Police said that shortly after the shooting, drug agents and police returned to 14th Street and arrested Gonzales, the wanted man.

Tuesday night, Cardenas' niece lashed out at the agent who shot her uncle.

"It's so inhumane to treat a person like that," Juanita Villarreal said. "It's not right, it's ridiculous. How can you kill somebody if they're running from you? I don't have an uncle, my cousins don't have a father, all because of a mistake. They go around chasing and scaring people, and for what?"

Alfred Cardenas of Bakersfield said he believed his "baby brother" had an outstanding warrant for driving under the influence.

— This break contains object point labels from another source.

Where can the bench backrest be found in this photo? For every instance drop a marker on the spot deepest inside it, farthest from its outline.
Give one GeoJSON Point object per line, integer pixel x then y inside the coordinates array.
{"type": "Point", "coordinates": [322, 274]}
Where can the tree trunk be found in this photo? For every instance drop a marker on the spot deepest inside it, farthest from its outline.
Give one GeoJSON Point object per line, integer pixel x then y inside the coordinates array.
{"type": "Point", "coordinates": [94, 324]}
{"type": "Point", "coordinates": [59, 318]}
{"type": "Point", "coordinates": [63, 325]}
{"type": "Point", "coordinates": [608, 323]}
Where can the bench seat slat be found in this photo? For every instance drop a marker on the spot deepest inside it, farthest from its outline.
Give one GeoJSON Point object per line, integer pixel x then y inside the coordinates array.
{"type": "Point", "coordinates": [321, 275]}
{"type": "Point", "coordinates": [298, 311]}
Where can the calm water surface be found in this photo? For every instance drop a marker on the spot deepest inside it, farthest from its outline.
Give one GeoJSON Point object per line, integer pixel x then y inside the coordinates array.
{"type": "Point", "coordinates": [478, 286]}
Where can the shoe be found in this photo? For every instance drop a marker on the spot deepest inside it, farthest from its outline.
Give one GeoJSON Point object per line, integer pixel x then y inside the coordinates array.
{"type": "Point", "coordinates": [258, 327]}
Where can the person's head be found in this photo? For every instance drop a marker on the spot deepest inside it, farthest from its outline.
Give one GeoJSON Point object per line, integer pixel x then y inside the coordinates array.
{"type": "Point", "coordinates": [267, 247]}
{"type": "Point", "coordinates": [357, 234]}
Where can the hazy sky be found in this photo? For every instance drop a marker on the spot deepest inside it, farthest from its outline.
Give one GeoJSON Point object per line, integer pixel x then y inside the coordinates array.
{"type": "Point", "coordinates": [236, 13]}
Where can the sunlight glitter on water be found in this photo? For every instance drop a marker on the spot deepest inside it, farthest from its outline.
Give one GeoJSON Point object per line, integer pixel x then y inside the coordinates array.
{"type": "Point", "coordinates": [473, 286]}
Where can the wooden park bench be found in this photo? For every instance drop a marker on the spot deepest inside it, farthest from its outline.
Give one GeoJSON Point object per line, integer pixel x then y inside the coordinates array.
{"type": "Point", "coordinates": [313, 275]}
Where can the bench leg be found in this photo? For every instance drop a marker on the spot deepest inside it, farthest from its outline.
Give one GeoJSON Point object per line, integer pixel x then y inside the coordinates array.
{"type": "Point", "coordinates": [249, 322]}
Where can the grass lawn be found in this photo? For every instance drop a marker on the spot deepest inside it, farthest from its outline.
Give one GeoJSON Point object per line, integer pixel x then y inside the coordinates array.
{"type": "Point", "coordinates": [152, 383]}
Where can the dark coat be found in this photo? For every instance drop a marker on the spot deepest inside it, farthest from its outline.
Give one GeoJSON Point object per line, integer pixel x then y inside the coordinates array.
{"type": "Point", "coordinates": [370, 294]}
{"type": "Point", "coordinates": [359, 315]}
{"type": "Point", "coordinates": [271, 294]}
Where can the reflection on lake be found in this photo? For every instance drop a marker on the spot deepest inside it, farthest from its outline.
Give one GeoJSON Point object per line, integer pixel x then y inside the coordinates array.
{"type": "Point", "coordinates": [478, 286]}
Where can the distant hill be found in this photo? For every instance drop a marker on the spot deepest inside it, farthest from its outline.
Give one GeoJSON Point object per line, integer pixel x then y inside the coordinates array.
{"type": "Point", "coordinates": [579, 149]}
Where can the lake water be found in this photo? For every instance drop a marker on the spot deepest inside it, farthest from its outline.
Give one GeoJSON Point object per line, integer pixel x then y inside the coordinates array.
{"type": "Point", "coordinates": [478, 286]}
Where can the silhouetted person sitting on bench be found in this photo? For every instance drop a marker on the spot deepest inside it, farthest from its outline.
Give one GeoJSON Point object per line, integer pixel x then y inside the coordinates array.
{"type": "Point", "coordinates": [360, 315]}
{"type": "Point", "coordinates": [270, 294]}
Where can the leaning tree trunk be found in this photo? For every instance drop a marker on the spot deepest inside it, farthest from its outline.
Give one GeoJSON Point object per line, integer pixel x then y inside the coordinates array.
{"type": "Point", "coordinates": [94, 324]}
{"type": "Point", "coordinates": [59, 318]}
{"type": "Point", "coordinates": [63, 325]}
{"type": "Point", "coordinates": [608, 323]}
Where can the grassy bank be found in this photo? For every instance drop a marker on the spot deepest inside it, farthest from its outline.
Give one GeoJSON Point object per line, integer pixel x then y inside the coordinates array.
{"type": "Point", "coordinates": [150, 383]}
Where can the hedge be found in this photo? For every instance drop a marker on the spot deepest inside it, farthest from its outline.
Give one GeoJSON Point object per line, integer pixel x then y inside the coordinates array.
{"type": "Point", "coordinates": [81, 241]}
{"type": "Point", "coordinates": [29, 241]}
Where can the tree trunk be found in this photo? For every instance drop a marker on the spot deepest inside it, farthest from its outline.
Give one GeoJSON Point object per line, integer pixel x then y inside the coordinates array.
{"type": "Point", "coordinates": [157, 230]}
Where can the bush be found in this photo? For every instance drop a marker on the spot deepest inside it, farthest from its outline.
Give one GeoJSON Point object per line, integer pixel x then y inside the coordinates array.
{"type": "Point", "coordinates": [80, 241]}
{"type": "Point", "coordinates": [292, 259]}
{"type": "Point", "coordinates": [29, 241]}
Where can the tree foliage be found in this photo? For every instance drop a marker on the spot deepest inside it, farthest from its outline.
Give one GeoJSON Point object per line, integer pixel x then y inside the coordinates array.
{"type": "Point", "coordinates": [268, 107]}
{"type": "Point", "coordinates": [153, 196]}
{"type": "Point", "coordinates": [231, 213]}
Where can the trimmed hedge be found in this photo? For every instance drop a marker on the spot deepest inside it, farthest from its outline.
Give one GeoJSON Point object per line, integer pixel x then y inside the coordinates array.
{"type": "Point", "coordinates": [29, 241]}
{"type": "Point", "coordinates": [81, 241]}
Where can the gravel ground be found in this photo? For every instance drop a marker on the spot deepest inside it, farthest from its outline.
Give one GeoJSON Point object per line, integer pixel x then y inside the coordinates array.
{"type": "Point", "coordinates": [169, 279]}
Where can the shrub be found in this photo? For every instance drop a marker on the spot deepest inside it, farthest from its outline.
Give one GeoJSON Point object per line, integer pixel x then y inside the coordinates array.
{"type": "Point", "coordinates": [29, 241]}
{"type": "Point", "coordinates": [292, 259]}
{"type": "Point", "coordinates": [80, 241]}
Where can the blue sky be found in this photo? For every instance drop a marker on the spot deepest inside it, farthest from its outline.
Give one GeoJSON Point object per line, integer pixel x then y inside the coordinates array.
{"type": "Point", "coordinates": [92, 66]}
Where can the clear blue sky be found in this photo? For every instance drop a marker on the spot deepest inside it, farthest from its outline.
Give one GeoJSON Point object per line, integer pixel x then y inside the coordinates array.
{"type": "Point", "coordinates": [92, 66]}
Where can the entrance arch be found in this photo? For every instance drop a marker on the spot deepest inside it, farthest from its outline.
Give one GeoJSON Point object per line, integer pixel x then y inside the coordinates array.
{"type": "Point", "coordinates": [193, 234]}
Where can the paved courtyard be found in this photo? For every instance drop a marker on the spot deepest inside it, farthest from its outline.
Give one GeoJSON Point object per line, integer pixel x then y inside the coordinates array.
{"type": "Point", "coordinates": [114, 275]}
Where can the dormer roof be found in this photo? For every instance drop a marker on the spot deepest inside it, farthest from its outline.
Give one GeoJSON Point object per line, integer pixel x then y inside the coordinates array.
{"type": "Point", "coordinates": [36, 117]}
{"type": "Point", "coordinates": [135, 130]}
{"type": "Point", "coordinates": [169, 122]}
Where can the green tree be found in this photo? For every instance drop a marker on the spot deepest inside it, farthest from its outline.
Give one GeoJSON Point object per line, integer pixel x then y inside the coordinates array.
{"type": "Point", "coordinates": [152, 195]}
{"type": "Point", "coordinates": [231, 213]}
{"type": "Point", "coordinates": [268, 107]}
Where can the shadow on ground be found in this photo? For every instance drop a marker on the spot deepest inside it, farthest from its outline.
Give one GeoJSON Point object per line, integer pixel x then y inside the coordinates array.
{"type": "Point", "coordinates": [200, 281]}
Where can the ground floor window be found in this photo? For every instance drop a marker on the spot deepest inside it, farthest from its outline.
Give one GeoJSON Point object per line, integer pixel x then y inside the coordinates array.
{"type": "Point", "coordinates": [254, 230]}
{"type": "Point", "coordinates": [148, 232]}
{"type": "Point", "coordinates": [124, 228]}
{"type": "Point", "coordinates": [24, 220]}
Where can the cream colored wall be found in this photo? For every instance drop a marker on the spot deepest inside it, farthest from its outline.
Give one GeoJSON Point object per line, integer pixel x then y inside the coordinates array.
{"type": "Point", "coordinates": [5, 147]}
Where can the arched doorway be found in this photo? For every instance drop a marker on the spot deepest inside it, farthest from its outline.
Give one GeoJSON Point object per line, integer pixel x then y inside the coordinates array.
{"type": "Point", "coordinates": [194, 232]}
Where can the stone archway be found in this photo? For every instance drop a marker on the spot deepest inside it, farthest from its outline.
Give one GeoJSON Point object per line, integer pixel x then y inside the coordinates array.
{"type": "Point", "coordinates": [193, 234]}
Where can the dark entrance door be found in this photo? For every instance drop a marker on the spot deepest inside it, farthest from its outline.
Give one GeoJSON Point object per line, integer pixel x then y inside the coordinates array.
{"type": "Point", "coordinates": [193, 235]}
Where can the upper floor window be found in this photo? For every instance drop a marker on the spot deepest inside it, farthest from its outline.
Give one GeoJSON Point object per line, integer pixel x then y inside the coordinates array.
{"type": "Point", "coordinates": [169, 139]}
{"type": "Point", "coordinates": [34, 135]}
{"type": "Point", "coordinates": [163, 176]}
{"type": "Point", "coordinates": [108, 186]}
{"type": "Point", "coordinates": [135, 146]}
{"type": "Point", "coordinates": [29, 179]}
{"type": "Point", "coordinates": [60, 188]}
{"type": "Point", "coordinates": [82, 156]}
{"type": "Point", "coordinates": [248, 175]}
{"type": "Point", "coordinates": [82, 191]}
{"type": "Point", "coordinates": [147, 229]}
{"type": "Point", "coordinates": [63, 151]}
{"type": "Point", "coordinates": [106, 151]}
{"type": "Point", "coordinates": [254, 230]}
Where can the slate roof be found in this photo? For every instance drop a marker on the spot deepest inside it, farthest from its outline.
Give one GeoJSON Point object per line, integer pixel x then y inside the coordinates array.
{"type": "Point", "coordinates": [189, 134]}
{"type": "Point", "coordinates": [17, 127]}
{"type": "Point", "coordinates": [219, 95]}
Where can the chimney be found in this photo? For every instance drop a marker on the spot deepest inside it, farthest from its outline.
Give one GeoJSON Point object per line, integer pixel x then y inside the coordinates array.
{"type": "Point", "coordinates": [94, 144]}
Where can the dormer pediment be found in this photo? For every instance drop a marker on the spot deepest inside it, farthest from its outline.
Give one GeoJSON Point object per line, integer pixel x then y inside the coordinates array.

Several witnesses described seeing a man jump out of a light-colored minivan after it appeared he had been cornered on North Fourth Street, just south of East St. James Street. The man, described as wearing a black and white shirt, was seen running between a Victorian home and the Shires Memorial Center on North Fourth Street when "a couple of seconds later, you heard the shots go off -- pop, pop, pop -- and then a pause before a final shot," said Mike Miranda, a security guard who was standing across the street when the cars abruptly stopped. "It happened really fast."

Maria Jack was tending to two real estate clients down the street when she said she heard at least three gunshots. The former bank teller, who survived an armed robbery 20 years ago, immediately recognized the sound and shoved a rug under her door to prevent anyone from entering the business.

"It was traumatic to hear those shots," she said. "It's usually pretty quiet around here."